January 13 marks what is arguably one of history’s greatest public health wins: India, long considered the most technically challenging place on earth to end polio, has gone three years without registering a case. It has earned itself official victory over polio, and in the process provided lessons now being used to eradicate the disease around the world.
Ten years ago, prospects for ending polio in India were shrouded in pessimism. As recently as 2007, the country was home to two-thirds of the world’s polio cases, leaving hundreds of children disabled. With a population of more than one billion, areas of conflict and poor health infrastructure, few imagined that India could turn the tables against polio so quickly.
But India did it. Driven by strong political commitment and accountability at all levels, the country brought cases down from 741 in 2009 to zero in 2012. It rallied 2.3 million vaccinators, who in 2011 alone delivered 900 million doses of the oral vaccine to even the hardest-to-reach communities. It set up a robust surveillance system, comprised of 33,000 reporting sites, to quickly track and tackle the virus. Since the last case in January 2011, not a single child has been deprived of the ability to walk, run or jump because of polio. Official certification that polio has been eliminated from India — and WHO’s entire South-East Asia Region — is expected in March.
Three years later, the polio infrastructure continues to protect children not just from poliovirus but from a myriad of other vaccine-preventable diseases. The polio program created a network of health workers that now delivers other vaccines and health interventions across the country, and polio training and monitoring programs have supported the introduction of hepatitis B and Japanese encephalitis vaccines. The polio surveillance system has been expanded to help track outbreaks of measles and other diseases.
Inspiration for the world
India’s accomplishment resonates beyond its borders. It proves that polio can be defeated in even the most complex circumstances and offers tangible lessons for success in those few other countries where polio is still endemic: Afghanistan, Pakistan and Nigeria.
In fact, many of India’s lessons learned now form the backbone for polio programs around the world, and have informed the global Strategic Plan guiding the final stages of eradication. These innovations range from new technical strategies, including using different variations of the polio vaccine to maximize immunity, to programmatic tactics such as finger-marking to better track children that receive the vaccines.
For example, Afghanistan reworked its monitoring system based on India’s, so that new data are now presented at regular meetings and corrective actions determined on the spot. Also taking cues from India, Nigeria adopted a house-based micro-planning approach for its vaccination campaigns, which maps children and vaccinator responsibilities at the household rather than district level to improve planning and accountability. These are relatively simple changes, but ones that make a big difference in the quality of campaigns.

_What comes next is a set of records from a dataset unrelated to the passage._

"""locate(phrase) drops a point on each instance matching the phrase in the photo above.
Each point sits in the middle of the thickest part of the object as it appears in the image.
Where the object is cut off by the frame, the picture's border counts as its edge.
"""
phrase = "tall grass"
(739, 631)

Thanks in many ways to these lessons from India, the endemic countries have made progress, cornering the virus to just a few geographical areas and giving us confidence that the global Strategic Plan is working. Nigeria reduced case counts by more than 55 percent in 2013, with five previously polio-ridden states reporting zero cases. Afghanistan’s traditionally endemic south has shown dramatic progress, with just one case since November 2012, down from 80 in 2011. In Pakistan, 80 percent of its polio cases are in just two areas in the northwest: the Federally Administered Tribal Areas and Khyber Pakhtunkhwa.
Getting to zero
Despite all this progress, challenges remain, and this year’s outbreaks in the Horn of Africa and Syria are proof that no country is safe until polio is eliminated from its last reservoirs.

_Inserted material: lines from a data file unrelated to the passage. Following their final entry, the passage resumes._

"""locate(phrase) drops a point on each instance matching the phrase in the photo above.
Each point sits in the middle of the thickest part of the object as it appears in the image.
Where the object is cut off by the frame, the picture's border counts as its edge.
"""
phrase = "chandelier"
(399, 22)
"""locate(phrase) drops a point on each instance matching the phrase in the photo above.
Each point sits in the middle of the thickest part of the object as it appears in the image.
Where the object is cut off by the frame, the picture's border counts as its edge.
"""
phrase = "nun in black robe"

The remaining pockets of polio present unique obstacles, often embedded in complex local political issues. In northern Pakistan, for example, insecurity and inaccessibility seriously compromise effort, and have fueled an outbreak in the country that is also infecting children in eastern Afghanistan.
In the face of these challenges, perhaps the greatest lesson from India is that ending polio requires a comprehensive toolbox. No single strategy or technical breakthrough is a silver bullet. Eradication efforts must be pursued from every angle, continually revised to match local contexts and challenges, and be supported at every level.

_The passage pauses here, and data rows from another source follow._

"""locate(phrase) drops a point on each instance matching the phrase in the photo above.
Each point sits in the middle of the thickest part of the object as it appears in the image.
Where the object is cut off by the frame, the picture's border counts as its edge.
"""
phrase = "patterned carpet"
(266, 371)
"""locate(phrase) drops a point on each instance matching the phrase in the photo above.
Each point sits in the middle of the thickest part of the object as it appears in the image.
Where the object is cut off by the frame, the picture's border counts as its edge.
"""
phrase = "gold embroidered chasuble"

We know, programmatically, what is needed to eradicate the polio, and recent progress gives us an opportunity like never before. Now, we need to break down the remaining political barriers and see the effort through so that no child suffers from this disease ever again.
India’s incredible accomplishment proved skeptics wrong. Now we must take the success one step further: Let’s eradicate the disease, and prove what’s possible when the world rallies to protect children’s health.